発表当時は“意図的な難解さ”だと批判もあったが、
今では
“パール・ジャム第二章”の入り口
としての重要性が強く認識されている。
『Yield』(1998)へと続く、
精神性の高いロックバンドへの変化の起点とも言える。
おすすめアルバム(5枚)
- Yield / Pearl Jam (1998)
『No Code』と地続きの“精神性の高い中期ピーク”。 - Vitalogy / Pearl Jam (1994)

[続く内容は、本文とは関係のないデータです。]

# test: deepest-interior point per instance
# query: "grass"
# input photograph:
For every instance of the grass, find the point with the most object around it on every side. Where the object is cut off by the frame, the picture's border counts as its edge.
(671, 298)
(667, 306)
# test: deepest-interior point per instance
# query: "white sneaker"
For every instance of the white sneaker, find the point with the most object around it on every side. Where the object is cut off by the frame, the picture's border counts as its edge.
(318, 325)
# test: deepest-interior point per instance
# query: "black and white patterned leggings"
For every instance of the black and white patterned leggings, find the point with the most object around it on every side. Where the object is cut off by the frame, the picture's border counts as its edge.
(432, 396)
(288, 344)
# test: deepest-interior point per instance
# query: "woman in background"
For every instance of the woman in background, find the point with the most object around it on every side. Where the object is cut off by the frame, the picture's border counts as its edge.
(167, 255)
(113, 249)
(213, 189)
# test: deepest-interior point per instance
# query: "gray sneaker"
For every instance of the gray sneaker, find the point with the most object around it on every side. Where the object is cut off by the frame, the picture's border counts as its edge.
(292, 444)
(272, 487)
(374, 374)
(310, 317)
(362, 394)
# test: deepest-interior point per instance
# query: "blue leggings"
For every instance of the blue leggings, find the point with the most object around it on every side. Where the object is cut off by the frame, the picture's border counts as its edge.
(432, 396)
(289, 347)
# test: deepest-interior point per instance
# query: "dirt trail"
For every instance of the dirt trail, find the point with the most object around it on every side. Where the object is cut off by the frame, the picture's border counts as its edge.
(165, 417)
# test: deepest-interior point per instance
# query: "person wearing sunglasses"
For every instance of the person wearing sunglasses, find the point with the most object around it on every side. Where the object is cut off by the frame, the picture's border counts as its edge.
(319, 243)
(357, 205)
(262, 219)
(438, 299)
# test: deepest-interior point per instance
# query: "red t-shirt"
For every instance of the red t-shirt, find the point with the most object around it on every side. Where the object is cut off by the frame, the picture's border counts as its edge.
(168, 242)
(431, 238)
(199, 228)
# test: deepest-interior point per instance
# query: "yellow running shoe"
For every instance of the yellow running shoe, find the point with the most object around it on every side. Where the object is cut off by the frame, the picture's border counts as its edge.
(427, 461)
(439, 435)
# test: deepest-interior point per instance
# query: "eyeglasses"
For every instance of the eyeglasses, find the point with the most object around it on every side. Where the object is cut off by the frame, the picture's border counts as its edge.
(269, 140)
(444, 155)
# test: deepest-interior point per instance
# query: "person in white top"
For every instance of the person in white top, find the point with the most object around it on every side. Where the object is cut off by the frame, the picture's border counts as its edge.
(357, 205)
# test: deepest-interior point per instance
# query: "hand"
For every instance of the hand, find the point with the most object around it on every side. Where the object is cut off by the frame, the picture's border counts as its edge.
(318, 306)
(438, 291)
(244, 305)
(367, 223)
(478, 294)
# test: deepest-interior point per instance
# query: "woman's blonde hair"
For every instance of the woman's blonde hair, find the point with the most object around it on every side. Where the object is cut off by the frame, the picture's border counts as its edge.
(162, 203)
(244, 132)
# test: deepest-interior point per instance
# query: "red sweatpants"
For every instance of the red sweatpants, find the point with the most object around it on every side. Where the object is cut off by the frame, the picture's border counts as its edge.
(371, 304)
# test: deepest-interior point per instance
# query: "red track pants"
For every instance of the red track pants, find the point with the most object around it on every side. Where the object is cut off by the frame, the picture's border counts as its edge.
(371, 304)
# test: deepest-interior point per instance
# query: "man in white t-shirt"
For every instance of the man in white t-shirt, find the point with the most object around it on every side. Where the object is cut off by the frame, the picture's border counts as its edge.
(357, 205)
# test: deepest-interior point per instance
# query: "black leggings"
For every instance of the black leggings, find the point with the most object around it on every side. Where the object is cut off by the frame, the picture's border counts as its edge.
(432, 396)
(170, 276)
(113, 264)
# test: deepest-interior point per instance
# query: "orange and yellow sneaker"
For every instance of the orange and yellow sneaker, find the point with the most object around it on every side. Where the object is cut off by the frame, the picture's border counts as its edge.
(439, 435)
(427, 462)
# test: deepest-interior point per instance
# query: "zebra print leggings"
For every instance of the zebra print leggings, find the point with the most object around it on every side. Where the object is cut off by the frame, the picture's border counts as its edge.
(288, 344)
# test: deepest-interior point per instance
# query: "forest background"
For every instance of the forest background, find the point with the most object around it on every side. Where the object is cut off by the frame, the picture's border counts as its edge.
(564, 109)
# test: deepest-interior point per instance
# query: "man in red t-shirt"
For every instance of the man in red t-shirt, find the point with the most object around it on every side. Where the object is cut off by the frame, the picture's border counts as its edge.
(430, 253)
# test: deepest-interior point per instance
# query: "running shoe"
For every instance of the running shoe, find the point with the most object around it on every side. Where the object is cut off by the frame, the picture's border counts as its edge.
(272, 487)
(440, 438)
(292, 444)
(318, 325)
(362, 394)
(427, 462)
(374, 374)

混乱と躍動が渦巻く前段階。 - Into the Wild / Eddie Vedder (2007)
エディの内省性とフォーク志向を深く理解できる。 - Nirvana / In Utero
名声との闘いというテーマの対比が興味深い。 - Soundgarden / Down on the Upside
同時期のシアトル勢の成熟と実験が響き合う。
制作の裏側(任意セクション)
本作の制作背景には、
Pearl Jam が“巨大な成功の後遺症”と格闘していた事実がある。
エディ・ヴェダーは名声への嫌気と精神的疲労から
作詞も歌も困難になる時期があったと言われ、
その状態がそのまま“静かな祈り”のような曲へと姿を変えた。
またバンドは、意図的に
「グランジからの脱却」
「ファンの期待を裏切ることへの恐怖の克服」
を目標に掲げ、
エディの個人的な詩、実験的アレンジ、
ギターのミニマルなテクスチャーなど、
自分たちが本当にやりたい音を追求した。
その結果、
“分かりにくいけれど深く沁みるアルバム”
として、後年の評価へとつながっていく。